Ship Fever: Stories
Description
1996 National Book Award Winner for Fiction.
The elegant short fictions gathered hereabout the love of science and the science of love are often set against the backdrop of the nineteenth century. Interweaving historical and fictional characters, they encompass both past and present as they negotiate the complex territory of ambition, failure, achievement, and shattered dreams.

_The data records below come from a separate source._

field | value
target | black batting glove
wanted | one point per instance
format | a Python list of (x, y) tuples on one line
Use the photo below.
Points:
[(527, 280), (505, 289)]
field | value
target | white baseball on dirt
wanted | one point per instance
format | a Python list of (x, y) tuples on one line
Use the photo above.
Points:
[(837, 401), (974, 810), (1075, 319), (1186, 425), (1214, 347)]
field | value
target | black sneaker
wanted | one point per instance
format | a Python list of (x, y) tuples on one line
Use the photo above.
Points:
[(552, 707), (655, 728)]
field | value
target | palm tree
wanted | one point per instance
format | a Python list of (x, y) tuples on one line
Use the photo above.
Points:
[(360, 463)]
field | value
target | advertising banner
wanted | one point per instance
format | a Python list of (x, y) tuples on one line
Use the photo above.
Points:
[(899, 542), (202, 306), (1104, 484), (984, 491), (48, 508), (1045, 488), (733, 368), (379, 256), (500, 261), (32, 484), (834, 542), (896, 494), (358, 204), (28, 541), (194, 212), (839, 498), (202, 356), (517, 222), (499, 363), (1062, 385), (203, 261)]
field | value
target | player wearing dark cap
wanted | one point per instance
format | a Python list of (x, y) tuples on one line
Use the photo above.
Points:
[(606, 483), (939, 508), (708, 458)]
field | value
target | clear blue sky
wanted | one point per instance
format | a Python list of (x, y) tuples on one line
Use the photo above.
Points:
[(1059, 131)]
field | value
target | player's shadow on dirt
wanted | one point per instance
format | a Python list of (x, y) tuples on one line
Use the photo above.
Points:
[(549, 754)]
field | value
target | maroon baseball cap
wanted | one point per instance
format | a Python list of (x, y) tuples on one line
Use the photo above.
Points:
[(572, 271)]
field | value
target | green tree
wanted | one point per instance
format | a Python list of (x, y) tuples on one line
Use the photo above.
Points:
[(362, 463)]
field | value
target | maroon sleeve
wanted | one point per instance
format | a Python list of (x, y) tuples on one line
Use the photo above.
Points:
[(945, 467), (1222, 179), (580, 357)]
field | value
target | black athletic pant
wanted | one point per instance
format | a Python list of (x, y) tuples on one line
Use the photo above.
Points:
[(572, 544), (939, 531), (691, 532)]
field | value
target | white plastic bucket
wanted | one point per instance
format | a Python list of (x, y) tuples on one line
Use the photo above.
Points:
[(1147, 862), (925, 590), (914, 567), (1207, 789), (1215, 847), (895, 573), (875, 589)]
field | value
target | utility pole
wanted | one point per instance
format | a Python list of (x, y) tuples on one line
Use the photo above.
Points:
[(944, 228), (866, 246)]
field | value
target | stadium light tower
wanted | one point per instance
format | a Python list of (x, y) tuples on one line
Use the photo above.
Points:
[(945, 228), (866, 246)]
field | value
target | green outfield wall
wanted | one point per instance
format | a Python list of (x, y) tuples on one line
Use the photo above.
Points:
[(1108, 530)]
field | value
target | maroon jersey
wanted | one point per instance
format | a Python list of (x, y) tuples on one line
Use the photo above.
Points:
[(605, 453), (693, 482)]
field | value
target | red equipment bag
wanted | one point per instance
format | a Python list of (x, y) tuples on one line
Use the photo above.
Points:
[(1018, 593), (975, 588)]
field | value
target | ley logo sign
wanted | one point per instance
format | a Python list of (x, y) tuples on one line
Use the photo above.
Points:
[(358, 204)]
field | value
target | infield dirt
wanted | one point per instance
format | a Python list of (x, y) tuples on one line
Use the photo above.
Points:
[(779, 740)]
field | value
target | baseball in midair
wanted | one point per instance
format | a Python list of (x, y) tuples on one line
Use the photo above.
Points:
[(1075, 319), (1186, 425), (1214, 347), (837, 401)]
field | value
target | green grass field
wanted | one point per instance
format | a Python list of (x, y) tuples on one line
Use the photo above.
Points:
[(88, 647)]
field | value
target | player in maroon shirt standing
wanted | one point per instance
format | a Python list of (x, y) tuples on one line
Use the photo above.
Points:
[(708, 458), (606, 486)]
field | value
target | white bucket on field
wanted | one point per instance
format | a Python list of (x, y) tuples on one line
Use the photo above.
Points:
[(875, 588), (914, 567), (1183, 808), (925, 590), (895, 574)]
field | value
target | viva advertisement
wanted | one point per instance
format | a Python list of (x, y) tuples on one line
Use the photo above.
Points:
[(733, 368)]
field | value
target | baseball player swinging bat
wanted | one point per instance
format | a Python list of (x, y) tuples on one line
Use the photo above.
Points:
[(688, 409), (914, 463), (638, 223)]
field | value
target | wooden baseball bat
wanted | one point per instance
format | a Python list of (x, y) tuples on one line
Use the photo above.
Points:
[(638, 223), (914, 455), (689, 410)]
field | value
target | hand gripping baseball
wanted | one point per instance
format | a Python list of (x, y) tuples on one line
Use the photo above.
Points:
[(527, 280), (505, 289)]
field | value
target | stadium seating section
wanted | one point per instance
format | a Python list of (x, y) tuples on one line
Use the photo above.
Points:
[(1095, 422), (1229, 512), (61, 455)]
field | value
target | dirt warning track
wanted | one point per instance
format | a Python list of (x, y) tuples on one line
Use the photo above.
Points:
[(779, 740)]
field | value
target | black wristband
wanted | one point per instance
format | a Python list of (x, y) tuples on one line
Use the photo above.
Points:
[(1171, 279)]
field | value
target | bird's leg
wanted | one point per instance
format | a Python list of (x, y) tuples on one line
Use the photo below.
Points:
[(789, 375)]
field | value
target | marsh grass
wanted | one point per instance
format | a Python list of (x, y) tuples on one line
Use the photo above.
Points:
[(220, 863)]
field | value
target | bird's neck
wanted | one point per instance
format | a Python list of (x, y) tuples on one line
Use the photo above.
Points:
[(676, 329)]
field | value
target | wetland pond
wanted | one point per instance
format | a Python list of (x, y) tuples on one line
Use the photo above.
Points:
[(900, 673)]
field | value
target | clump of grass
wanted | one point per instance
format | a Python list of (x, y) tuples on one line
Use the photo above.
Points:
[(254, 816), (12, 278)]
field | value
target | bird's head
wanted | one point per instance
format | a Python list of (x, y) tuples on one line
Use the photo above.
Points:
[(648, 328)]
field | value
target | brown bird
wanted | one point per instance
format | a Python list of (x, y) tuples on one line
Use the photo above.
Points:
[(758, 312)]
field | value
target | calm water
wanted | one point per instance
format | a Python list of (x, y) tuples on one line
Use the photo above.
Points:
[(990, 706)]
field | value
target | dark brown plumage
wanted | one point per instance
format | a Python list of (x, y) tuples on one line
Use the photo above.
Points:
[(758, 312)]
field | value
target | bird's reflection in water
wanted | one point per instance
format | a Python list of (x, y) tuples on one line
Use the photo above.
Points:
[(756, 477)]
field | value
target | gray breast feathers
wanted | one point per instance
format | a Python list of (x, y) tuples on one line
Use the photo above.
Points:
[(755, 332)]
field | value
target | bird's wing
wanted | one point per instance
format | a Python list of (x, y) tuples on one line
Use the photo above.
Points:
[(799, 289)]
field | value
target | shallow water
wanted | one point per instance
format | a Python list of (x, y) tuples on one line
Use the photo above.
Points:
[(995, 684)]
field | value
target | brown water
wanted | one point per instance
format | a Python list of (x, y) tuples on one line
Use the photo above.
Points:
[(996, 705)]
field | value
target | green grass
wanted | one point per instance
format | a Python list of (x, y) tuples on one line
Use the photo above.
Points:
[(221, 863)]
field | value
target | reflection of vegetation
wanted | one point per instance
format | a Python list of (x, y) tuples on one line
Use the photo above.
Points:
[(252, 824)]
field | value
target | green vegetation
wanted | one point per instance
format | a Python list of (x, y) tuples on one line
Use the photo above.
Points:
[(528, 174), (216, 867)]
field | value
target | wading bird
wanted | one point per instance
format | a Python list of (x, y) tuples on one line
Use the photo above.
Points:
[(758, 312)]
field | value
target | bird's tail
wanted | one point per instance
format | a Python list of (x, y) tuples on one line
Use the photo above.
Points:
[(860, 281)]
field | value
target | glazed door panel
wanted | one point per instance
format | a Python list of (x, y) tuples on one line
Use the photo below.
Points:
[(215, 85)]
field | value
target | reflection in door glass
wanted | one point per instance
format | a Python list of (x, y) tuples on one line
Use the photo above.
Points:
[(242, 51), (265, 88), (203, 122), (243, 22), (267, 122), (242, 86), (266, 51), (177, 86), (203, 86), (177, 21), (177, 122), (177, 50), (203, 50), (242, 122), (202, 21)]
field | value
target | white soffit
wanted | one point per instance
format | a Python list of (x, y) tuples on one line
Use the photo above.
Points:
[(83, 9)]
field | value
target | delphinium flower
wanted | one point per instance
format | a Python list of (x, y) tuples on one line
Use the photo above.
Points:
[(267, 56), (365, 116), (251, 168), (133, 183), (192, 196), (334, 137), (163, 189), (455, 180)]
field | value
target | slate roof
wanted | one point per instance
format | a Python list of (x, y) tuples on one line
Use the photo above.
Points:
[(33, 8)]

In "Ship Fever," the title novella, a young Canadian doctor finds himself at the center of one of history's most tragic epidemics. In "The English Pupil," Linnaeus, in old age, watches as the world he organized within his head slowly drifts beyond his reach. And in "The Littoral Zone," two marine biologists wonder whether their life-altering affair finally was worth it.
In the tradition of Alice Munro and William Trevor, these exquisitely rendered fictions encompass whole lives in a brief space. As they move between interior and exterior journeys, "science is transformed from hard and known fact into malleable, strange and thrilling fictional material" (Boston Globe).
About the Author
Andrea Barrett is the author of Natural History, the National Book Award–winning Ship Fever, and Pulitzer Prize finalist Servants of the Map, among other works of fiction. The recipient of a MacArthur Fellowship and a Guggenheim Award, she lives in the Adirondacks.
Praise for Ship Fever: Stories
[Andrea Barrett's] work stands out for its sheer intelligence, its painstaking attempt to discern and describe the world's configuration. The overall effect is quietly dazzling.